The stock market, however, did not fully extend Infosys’ concerns to other major IT stocks. So, while Infosys fell by 3.0 per cent, Tata Consultancy Services’ share price declined by 1.2 per cent making it the 17th biggest loser among Nifty 50 companies. The share price of
HCL Technologies and Wipro actually gained by 1.0 per cent and 0.3 per cent respectively.

The impact of Infosys’ concerns on its financials may not be material. The Infosys management was indirectly saying that Q1 of  FY17 will not be great. But is difficult to tell whether this was the starting of things to come in terms of growth.

Infosys has had a track record of being the first to call out signs of
weakness.

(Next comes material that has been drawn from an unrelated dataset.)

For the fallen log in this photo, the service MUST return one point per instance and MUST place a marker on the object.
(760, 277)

Analysts said there was no reason for Infosys to come out cautioning on growth and talking of quarterly bumps unless there was some substance in the matter.

Like Infosys, TCS also sees a significant portion of its consolidated revenue (14.1 per cent in FY16) coming from IT services to the retail and consumer packaged goods sector.

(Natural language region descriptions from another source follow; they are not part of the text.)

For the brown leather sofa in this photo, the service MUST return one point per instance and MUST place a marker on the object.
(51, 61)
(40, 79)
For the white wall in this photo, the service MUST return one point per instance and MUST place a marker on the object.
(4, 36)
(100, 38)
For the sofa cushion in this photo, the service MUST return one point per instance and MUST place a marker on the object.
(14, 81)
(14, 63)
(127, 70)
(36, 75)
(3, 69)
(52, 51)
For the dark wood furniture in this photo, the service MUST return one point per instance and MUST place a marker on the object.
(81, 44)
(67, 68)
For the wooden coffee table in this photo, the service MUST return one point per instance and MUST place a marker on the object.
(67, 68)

Infosys’ COO Rao was, however, confident of growth in other business segments of the company. “We have a good pipeline in financial services (barring insurance) where we grew close to 15 per cent last
year which we expect to continue in the current year. In manufacturing too, we are seeing traction, particularly in the auto space, although the aero space is a bit stagnant,” Rao said.

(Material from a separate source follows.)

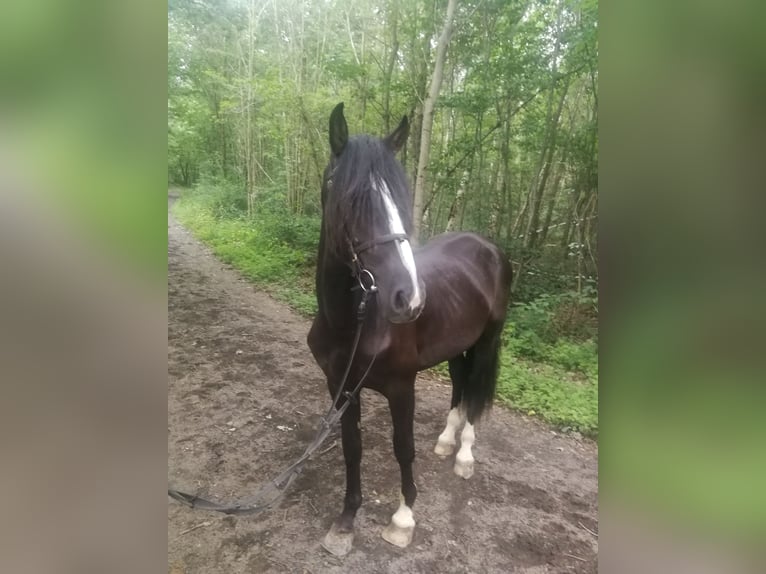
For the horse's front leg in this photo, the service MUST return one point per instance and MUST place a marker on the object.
(339, 539)
(402, 404)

Of total Infosys consolidated revenue of Rs 62,441 crore in FY17, the financial services segment contributed 27.3 per cent, the manufacturing segment contributed 11.1 per cent, the ECS (energy, utilities, communications and services) contributed 21.7 per cent, the RCL (retail) segment contributed 16.4 per cent and the health and life sciences segment contributed 13.0 per cent.